さすが本物の田中先生だけあって、価値ある一次情報をたくさん得ることができた。
以下、メモがてらに記録。

・完全養殖で流通している魚は、タイとヒラメぐらい。
・なのでタイにも品種がある。今の養殖タイは、短い期間で成魚になるやつ。

・ウナギは、海中で浮き沈みを繰り返しながら南下し、卵を産む。
・浮く深度は、月の満ち欠けによって変わる。満月のときは上まで来ない。
・マリアナ海溝とかの近くで、親ウナギ捕獲のために釣りをしたけど釣れなかった。
・結局、漁業調査船で直径50mの網を引いて捕った。

・日本でこれまで取れたウナギのレプトセファルスは、2000匹ぐらい。
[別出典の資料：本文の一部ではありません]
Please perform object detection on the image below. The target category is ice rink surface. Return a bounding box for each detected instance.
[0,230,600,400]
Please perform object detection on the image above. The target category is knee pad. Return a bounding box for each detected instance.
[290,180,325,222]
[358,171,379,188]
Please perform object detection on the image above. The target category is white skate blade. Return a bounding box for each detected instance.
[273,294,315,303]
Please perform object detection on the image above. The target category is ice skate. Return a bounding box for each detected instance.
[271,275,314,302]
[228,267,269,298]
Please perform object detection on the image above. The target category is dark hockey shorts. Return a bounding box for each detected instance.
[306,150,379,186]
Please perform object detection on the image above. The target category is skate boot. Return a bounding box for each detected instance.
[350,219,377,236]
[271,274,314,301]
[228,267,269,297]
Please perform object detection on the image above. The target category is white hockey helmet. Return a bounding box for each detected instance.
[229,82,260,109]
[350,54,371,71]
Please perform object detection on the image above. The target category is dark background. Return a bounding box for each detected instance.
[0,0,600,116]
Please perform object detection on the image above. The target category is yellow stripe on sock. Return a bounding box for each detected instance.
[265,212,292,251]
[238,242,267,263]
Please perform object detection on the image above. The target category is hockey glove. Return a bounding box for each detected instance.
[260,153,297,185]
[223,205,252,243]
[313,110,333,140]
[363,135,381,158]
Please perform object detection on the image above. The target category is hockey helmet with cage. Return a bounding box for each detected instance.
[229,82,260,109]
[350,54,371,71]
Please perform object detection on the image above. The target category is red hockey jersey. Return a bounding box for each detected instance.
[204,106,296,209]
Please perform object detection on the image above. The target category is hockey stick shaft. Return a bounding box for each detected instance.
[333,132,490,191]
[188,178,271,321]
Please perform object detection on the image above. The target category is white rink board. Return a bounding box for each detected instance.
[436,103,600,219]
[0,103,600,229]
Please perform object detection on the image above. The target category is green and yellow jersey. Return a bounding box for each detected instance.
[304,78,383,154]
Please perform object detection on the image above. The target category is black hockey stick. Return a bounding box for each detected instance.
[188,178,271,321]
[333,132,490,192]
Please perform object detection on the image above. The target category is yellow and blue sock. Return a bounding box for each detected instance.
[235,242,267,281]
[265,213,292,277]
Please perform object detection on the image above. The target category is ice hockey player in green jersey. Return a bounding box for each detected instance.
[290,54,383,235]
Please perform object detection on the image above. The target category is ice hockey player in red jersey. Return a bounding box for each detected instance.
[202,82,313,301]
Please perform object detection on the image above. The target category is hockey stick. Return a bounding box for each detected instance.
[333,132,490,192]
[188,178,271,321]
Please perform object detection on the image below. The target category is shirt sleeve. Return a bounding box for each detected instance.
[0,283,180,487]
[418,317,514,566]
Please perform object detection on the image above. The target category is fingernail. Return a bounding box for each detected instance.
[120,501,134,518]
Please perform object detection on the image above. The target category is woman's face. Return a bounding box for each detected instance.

費用対効果を考えると、一匹何十万かかかっている。
・ちなみに「のれそれ」と呼ばれて食用にされるレプトは、アナゴのレプト。
(トップの画像はレプトセファルスの画像)

・サケから抽出したホルモンをウナギに注射して、無理矢理に性成熟させる
・成熟したメスは、体の47.8%が卵巣。
・それを人工受精させると、38時間で孵化する。
・そのまま何も食わせないと、1週間で死ぬ。
・稚ウナギが何食うか分からなかったので、色々食わせたら、サメ卵粉末をよく食ったので、それで育てる。
・ヒトデ卵・ナマコ卵を食わせたら、しびれて死んだ。
・クラゲ食わせようと思ったら、逆にウナギが食われた。
・自然環境下では、マリンスノーを食ってると思われるけど、そんなの再現できない。
・ただのサメ粉末だけだと、20日ちょいで成長不良を起こす。
・1999年、栄養強化したサメ卵粉末で、レプトセファルスを育てるのに成功した。
・レプトは、生後260日~272日の間に、急速に変態してシラスウナギになる。

・水温30℃で飼うと、6~7センチのシラスウナギが、半年~1年でかば焼きサイズの200gまでになる。
・性分化はシラスウナギ以降に起こる。養殖下では、密度効果でほとんどのウナギがオスになる。
・今のところ、養殖シラスウナギを作るのはコストパフォーマンスが追い付いていないので、きちんと適正価格で流通するようにしたい。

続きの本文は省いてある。